UK and International Tax news

BAA And VAT On Deal Costs – CA Decision

Thursday 28th February 2013

The Court Of Apppeal  has upheld the decision of the Upper Tribunal upholding HMRC’s appeal in the case of BAA Ltd v HMRC [UT 258].  The case concerned the recovery of VAT incurred by a bidder on fees paid in connection with a succesful takeover.

In 2006 an investment consortium led by Ferrovial launched a takeover bid for BAA plc (“BAA”). The bid vehicle was a new company (“ADIL”).  Although initially contested, a revised bid was subsequently recommended by the Board of BAA plc and in July 2006 the target became a wholly owned subsidiary of ADIL. 

During 2006 ADIL incurred significant advisory fees in connection with the takeover, which carried VAT.  In September 2006 ADIL joined the BAA VAT group.  The representative member of the VAT group then reclaimed that VAT as input tax of the group, attributable to the general overheads of the group.

HMRC disputed the input tax recovery and raised an assessment to VAT in the amount of £6.7m.  The representative member of the BAA VAT group appealed against that assessment.  HMRC had challenged the deduction claimed in respect of the VAT incurred by ADIL, on the basis that the costs incurred related to the acquisition of the BAA business as a whole.  HMRC stated that the costs of ownership were investment costs that had been incurred by ADIL in raising finance to acquire the BAA group and that there was no direct or immediate link between the supplies on which the VAT was incurred and any taxable supplies made (or to be made) by the BAA VAT group.

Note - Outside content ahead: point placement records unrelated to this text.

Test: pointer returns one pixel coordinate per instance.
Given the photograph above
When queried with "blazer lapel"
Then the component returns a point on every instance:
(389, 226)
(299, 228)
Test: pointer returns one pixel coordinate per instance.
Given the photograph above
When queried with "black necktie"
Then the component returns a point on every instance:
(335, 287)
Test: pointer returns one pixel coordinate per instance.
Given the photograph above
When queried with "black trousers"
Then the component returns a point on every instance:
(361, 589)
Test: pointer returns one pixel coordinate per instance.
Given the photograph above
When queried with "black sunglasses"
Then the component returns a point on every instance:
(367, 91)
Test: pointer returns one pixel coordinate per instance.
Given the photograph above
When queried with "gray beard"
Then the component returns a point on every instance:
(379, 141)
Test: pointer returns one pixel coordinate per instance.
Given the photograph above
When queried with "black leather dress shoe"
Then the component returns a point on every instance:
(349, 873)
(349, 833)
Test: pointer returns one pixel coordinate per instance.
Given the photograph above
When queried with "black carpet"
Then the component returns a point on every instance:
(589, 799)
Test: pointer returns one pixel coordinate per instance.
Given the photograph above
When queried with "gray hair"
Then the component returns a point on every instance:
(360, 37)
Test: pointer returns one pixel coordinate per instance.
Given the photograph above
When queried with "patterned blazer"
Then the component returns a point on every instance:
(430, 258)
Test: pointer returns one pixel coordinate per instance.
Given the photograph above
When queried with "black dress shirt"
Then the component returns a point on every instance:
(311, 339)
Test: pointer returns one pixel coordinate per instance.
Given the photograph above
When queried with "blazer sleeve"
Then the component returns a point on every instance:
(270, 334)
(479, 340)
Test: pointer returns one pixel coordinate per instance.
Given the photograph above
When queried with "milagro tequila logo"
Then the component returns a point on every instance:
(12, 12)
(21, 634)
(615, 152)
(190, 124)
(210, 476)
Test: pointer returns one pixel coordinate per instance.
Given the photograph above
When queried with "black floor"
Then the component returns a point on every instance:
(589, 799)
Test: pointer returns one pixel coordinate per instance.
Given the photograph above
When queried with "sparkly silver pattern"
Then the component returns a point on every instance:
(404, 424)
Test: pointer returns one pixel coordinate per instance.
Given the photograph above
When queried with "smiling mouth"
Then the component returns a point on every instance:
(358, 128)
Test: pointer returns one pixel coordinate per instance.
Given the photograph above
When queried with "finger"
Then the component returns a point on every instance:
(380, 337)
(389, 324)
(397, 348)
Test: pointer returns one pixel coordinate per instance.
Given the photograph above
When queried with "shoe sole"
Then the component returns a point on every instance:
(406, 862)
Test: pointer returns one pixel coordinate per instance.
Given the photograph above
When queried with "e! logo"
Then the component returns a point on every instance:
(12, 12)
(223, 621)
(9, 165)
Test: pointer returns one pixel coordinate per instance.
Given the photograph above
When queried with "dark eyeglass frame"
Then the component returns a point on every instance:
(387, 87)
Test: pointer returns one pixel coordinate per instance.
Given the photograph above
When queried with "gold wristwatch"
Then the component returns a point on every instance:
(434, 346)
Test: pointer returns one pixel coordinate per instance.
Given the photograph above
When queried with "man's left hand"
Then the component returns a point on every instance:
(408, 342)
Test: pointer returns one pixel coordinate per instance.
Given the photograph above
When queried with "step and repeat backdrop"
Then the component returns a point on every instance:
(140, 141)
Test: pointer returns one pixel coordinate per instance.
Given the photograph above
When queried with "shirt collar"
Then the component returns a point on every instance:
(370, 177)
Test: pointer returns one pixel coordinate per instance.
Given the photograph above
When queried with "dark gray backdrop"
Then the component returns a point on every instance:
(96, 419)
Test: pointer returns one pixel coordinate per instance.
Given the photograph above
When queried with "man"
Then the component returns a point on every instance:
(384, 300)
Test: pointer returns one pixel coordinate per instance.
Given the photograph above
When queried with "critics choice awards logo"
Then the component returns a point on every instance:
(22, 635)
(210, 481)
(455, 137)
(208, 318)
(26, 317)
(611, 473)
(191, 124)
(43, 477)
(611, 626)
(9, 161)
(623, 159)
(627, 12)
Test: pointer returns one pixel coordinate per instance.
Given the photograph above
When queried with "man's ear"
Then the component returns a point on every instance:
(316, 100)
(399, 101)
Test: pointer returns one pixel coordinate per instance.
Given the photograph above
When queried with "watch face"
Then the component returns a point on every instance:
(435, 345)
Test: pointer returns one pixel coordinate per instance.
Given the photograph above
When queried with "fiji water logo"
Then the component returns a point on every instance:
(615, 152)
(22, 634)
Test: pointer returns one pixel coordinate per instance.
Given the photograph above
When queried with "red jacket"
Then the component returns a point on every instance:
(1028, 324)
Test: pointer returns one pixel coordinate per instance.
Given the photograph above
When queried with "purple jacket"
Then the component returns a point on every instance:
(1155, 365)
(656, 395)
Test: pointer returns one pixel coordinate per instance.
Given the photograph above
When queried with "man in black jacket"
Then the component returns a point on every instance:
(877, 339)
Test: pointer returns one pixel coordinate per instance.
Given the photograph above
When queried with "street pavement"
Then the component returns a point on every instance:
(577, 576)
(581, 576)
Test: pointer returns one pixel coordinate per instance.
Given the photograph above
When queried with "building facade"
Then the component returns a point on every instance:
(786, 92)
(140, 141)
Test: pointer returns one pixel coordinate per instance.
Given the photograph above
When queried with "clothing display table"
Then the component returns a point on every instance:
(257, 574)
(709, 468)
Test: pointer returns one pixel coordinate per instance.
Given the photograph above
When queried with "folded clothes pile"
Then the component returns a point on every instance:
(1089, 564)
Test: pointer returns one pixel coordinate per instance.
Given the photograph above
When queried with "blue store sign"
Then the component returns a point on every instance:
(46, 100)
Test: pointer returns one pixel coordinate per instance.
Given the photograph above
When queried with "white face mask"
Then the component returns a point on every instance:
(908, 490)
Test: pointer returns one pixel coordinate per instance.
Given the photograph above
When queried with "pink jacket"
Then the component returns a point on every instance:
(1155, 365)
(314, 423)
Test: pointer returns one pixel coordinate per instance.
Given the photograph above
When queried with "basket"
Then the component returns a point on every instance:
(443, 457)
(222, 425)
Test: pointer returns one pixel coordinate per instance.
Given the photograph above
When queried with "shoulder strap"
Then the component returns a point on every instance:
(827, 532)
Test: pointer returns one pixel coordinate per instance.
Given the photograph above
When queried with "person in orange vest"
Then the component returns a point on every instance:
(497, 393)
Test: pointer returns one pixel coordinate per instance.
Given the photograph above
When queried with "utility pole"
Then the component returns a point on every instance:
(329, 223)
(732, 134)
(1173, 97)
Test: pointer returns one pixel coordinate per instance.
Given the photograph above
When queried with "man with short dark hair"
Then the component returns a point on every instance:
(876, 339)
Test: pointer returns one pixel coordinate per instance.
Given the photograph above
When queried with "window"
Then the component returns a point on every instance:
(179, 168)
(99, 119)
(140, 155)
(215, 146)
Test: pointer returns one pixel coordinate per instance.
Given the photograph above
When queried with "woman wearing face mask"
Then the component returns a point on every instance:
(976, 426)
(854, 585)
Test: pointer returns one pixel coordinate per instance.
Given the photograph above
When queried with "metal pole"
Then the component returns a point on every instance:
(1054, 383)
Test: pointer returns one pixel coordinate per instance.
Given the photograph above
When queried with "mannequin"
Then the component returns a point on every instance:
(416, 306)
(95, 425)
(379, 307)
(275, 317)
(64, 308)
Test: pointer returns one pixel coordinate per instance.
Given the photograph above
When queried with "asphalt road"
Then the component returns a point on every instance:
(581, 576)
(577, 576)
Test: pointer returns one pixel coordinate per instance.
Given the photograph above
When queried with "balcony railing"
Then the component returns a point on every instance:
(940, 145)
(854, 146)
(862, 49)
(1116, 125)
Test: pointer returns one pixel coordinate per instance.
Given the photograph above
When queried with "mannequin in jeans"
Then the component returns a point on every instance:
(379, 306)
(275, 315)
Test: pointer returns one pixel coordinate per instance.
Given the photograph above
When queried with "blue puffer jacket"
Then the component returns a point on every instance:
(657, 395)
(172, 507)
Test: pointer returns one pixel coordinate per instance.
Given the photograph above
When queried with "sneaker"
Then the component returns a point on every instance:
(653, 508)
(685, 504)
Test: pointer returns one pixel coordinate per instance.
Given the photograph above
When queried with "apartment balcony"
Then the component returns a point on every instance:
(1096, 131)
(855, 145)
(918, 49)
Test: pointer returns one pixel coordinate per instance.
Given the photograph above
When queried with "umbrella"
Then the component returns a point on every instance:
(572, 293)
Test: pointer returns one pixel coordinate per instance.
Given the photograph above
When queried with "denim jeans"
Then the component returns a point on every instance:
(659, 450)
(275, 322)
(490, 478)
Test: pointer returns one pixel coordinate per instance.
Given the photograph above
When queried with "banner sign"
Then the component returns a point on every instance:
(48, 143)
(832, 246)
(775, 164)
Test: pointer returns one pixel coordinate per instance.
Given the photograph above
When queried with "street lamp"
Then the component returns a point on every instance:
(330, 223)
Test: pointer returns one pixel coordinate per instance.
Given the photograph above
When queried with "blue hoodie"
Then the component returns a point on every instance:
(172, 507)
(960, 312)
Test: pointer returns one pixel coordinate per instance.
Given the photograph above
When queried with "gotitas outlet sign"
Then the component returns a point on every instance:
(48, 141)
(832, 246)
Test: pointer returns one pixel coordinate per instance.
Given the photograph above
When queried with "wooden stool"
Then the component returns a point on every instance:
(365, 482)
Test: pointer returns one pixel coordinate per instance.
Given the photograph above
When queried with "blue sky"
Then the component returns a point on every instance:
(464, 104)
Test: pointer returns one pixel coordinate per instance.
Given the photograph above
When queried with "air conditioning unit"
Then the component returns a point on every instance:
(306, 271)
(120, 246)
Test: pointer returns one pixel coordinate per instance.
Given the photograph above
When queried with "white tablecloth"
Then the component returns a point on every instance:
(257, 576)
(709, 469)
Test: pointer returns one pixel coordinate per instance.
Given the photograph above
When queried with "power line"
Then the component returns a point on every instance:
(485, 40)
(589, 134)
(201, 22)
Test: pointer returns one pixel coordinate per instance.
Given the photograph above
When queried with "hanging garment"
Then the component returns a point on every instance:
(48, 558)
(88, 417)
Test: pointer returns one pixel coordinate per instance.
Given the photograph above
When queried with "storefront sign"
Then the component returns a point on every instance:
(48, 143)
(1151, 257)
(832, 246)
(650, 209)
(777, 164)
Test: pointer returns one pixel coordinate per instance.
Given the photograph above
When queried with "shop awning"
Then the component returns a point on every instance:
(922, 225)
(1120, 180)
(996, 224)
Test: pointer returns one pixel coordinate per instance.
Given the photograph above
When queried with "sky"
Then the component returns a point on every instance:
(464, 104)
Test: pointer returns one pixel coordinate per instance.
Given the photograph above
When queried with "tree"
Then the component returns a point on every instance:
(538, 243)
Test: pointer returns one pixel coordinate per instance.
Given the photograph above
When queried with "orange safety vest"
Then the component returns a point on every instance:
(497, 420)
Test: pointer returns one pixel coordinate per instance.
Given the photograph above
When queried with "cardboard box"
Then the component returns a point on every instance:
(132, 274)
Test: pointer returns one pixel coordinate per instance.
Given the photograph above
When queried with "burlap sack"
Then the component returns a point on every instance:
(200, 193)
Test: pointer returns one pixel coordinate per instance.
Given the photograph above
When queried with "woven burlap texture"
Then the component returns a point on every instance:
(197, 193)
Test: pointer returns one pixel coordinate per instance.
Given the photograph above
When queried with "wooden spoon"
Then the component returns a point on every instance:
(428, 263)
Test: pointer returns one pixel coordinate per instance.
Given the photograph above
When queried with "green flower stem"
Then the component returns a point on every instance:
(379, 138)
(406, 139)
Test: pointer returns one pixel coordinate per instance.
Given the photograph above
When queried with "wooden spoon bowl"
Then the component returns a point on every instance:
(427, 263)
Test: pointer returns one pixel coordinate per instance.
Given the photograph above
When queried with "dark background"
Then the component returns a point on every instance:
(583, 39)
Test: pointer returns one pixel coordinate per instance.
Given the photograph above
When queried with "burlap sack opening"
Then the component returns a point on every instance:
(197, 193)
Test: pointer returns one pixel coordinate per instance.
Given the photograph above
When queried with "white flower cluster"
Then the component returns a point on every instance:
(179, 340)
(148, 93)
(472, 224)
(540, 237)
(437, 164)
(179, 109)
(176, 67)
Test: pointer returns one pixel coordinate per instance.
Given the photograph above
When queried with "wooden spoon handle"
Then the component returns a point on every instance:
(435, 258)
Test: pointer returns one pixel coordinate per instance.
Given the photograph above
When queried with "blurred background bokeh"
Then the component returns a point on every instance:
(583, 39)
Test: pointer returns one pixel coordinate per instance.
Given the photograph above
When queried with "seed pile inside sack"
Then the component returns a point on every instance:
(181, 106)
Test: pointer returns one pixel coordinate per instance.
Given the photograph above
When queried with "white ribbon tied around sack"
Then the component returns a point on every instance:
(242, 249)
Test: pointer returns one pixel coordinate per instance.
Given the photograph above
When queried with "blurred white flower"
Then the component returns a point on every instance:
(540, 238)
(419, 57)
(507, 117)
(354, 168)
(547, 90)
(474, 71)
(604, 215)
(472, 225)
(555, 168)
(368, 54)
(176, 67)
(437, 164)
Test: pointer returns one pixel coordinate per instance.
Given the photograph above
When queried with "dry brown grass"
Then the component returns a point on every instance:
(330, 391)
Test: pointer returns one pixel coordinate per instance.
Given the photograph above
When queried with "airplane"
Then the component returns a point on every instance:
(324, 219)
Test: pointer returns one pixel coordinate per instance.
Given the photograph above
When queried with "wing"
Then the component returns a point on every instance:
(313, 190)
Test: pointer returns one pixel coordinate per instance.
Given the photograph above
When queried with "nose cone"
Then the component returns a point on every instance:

The First Tier Tribunal had held that the bid vehicle was involved in economic activities including strategic governance and direction of its subsidiaries after the acquisition, although it did not make any supplies for VAT purposes because it had become a member of the BAA VAT group.  Given this, and following the ECJ decision in the Faxworld case, BAA could claim the VAT in respect of the costs incurred before the acquisition.

However, the Upper Tribunal found that the costs did not have a sufficiently direct and immediate link with the taxable business of BAA group to allow recovery and that the incurred VAT was not attributable to onward taxable supplies. It also held that there was no evidence when the VAT was incurred that the bid vehicle had intended to join the VAT group in order for the VAT to be recovered. 

The Court of Appeal found that the takeover vehicle did not carry on any economic activity, there was no direct and immediate link between the services supplied and the group’s outputs and the outputs could not be attributed to the takeover vehicle.

This decision and the final outcome of this case will have significant implications for acquisition vehicles which have claimed input VAT on their deal costs.